Plus tôt dans la journée, le parquet du Mans avait lui confirmé avoir ouvert de son côté deux enquêtes «en recherche des causes de la mort», après le décès lundi après-midi d'un nouveau-né au centre hospitalier du Mans et celui mercredi soir d'un enfant de 30 mois à l'hôpital de Château-du-Loir.
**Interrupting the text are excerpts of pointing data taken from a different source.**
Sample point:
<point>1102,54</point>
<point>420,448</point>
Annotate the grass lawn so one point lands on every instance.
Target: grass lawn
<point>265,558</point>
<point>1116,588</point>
«Accouchement très difficile»

Le premier avait été transféré au Mans après un «accouchement très difficile» de sa mère à l'hôpital de Bailleul dans la matinée, a indiqué à «20 Minutes» Jean-Christophe Paille, directeur de l'Agence régionale de l'hospitalisation - Pays de la Loire.

Le second avait lui été hospitalisé «dans un état critique» à Château-du-Loir, à mi-chemin entre Le Mans et Tours (Indre-et-Loire), pour «des problèmes respiratoires assez importants».

«Une enquête médico-administrative est décidée face à des décès qui posent question», justifie Jean-Christophe Paille. «Pour le premier enfant, le caractère exceptionnel d'un décès de nouveau-né convient de s'interroger sur sa cause. Le second enfant est lui arrivé à 20h dans un état critique à l'hôpital, mais vivant. Or, à 23h, il était mort.»

«Je ne pense pas que le manque de personnel puisse être avancé comme explication»

«En première analyse, je ne pense pas que le manque de personnel puisse être avancé comme explication», a par ailleurs indiqué le directeur de l'ARH. Ces décès surviennent après ceux d'un nourrisson de six mois le 2 janvier à l'hôpital Necker (Paris 15e), victime la veille d'une erreur humaine présumée dans le réglage de sa perfusion à l'hôpital pédiatrique de Bullion (Yvelines).

Le 24 décembre, le petit Ilyes, 3 ans, était mort à l'hôpital Saint-Vincent-de-Paul (Paris 14e) après avoir reçu une injection de chlorure de magnésium, un produit qui n'aurait pas dû se trouver dans l'établissement selon l'Assistance Publique - Hôpitaux de Paris (AP-HP).